Haldimand and Norfolk’s Acting Medical Officer of Health

I AM HONOURED and excited to be appointed Acting Medical Officer of Health for Haldimand and Norfolk.

The pandemic has been difficult for all of us in so many ways. As a critical care specialist, I have practiced ICU and internal medicine in the region going on 10 years. I have seen firsthand the devastation Covid-19 pneumonia can cause in vulnerable persons and communities.

I have also seen the extraordinary and life-saving power of the available Covid-19 vaccines to prevent such devastation. I am excited to continue the hard work of vaccine rollout in the communities of Haldimand and Norfolk with particular attention to, and compassion for, underserviced, vulnerable, and potentially vaccine-hesitant individuals there.

In my clinical practice, I have generally found that nuanced, personalized and non-coercive conversations help individuals make the best possible health care decisions to the benefit of both their health and the public health. Such approaches are generally well-evidenced by the scientific literature.

My clinical practice has always been explicitly science-based. As a frontline ICU physician treating Covid-19 patients, I have always applied the highest-quality scientific evidence to their care.

I have been and remain skeptical of some proposed therapies such as: hydroxychloroquine, azithromycin, ivermectin, Remdesivir, and empiric anti-coagulation. Such healthy skepticism has been validated by subsequent clinical trials.

“In the practice of medicine, clinical or otherwise, the ancient ethic of “first do no harm” is paramount.”

I bring similar skepticism to novel non-pharmaceutical interventions such as stay-at-home orders. So far, most trials that have compared Covid-19 mortality between jurisdictions with stringent lockdowns against those with more liberal approaches have not demonstrated any mortality reduction from the more stringent policies.

The scientific method is characterized by the skeptical interpretation of this sort of empiric (i.e. real-world) data. While thought provoking, purported mortality benefits of lockdowns from computer projections based on case-rate extrapolations are unfalsifiable and therefore less scientific, in the strictest sense of the word.

In the practice of medicine, clinical or otherwise, the ancient ethic of “first do no harm” is paramount. I do believe that further use of lockdown measures must therefore take their potential harms into account. I note with dismay that opioid deaths among young Ontarians more than tripled over the first period of lockdown in 2020.

I welcome conversation and fair criticism of these science-based views. Such discourse is part of the scientific process. The politicization of my appointment and ad hominem attacks against me, conversely, are not.
In fact, such attempts are themselves anti-scientific. Science is not a popularity contest, nor is it an agglomeration of credentialed opinions.

My life’s work has been to save lives. Any suggestion that I am “anti-science” or opposed to “life-saving measures” is untrue and inappropriate.

As an academic, freelance journalist, and physician-advocate, my conscience has at times compelled me to criticize government policies in the Spectator, Toronto Star, Toronto Sun, National Post and on my personal Twitter page. It has sometimes behooved me to use sarcasm or eye-catching analogies. In my new office, it will not.
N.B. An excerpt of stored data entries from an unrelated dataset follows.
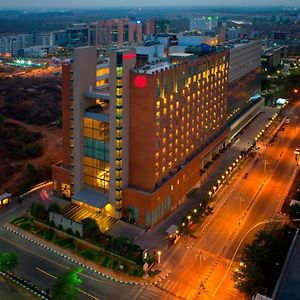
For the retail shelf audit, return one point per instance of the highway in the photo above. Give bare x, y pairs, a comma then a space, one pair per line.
194, 261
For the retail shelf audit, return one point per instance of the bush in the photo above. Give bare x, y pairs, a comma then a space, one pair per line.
49, 235
89, 254
39, 211
106, 261
115, 264
153, 273
54, 207
70, 231
18, 220
26, 226
41, 232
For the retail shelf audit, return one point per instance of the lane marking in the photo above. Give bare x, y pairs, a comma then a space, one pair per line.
54, 277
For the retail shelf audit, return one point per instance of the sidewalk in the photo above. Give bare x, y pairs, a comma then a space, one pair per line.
88, 265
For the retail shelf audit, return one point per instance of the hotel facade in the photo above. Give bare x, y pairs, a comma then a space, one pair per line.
137, 138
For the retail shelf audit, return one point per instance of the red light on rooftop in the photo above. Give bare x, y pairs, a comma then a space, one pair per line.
140, 81
129, 56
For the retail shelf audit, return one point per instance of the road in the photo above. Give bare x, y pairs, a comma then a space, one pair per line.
41, 266
193, 260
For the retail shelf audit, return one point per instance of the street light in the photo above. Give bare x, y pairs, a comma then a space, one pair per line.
158, 256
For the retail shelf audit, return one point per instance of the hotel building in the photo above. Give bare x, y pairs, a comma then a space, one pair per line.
139, 137
244, 99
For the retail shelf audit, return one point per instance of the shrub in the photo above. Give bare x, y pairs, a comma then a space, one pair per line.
115, 264
54, 207
18, 220
106, 261
49, 235
153, 273
52, 223
41, 232
26, 226
89, 254
39, 211
70, 231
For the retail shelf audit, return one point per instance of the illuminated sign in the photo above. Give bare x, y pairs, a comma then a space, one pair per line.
129, 56
140, 81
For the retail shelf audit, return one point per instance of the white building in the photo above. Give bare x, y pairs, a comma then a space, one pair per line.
244, 56
153, 52
203, 23
8, 46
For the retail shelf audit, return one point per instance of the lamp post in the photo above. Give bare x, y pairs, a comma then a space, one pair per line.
158, 256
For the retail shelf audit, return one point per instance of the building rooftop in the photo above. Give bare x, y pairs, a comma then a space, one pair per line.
150, 69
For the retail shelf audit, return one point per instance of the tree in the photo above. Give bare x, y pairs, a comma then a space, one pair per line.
8, 261
91, 229
294, 211
54, 207
66, 287
39, 211
263, 259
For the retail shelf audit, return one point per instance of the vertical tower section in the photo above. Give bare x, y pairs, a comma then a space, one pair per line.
121, 61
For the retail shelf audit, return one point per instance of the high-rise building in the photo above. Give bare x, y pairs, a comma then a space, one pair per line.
96, 99
138, 138
203, 24
78, 35
115, 32
244, 82
162, 26
178, 117
58, 38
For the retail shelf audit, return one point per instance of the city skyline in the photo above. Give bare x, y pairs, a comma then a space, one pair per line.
55, 4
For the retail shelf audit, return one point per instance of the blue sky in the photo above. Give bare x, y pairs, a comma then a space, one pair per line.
26, 4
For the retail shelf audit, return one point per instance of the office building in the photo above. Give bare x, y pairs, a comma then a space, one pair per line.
96, 98
58, 38
78, 35
116, 32
203, 24
178, 117
244, 100
120, 120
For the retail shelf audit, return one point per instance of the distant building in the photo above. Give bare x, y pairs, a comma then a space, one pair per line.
150, 27
278, 37
39, 51
58, 38
162, 26
149, 52
78, 35
116, 32
271, 57
8, 46
203, 23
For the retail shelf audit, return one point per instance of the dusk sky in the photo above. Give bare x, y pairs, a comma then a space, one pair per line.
121, 3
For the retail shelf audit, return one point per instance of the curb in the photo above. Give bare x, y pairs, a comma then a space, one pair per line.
85, 266
37, 292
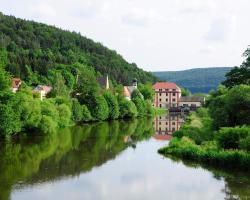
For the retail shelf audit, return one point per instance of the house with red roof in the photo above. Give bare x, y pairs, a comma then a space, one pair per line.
42, 90
16, 83
128, 90
167, 95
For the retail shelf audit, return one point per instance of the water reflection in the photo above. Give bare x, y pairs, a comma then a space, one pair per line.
109, 160
166, 125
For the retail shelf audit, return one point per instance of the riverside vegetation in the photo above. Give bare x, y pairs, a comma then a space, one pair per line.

If I have a disagreement with government policy in my new role, I expect that it will be professionally discussed between colleagues. Of course, in those areas where provincial officials choose to exercise their authority, I will respect their privilege to do so. These are the legislated rules in Ontario.

I am very thankful for the dozens and dozens of expressions of support I have received from academic physicians, scientists, and frontline health-care-workers, as well as community members and elected officials in Haldimand and Norfolk. I am looking forward to getting to work.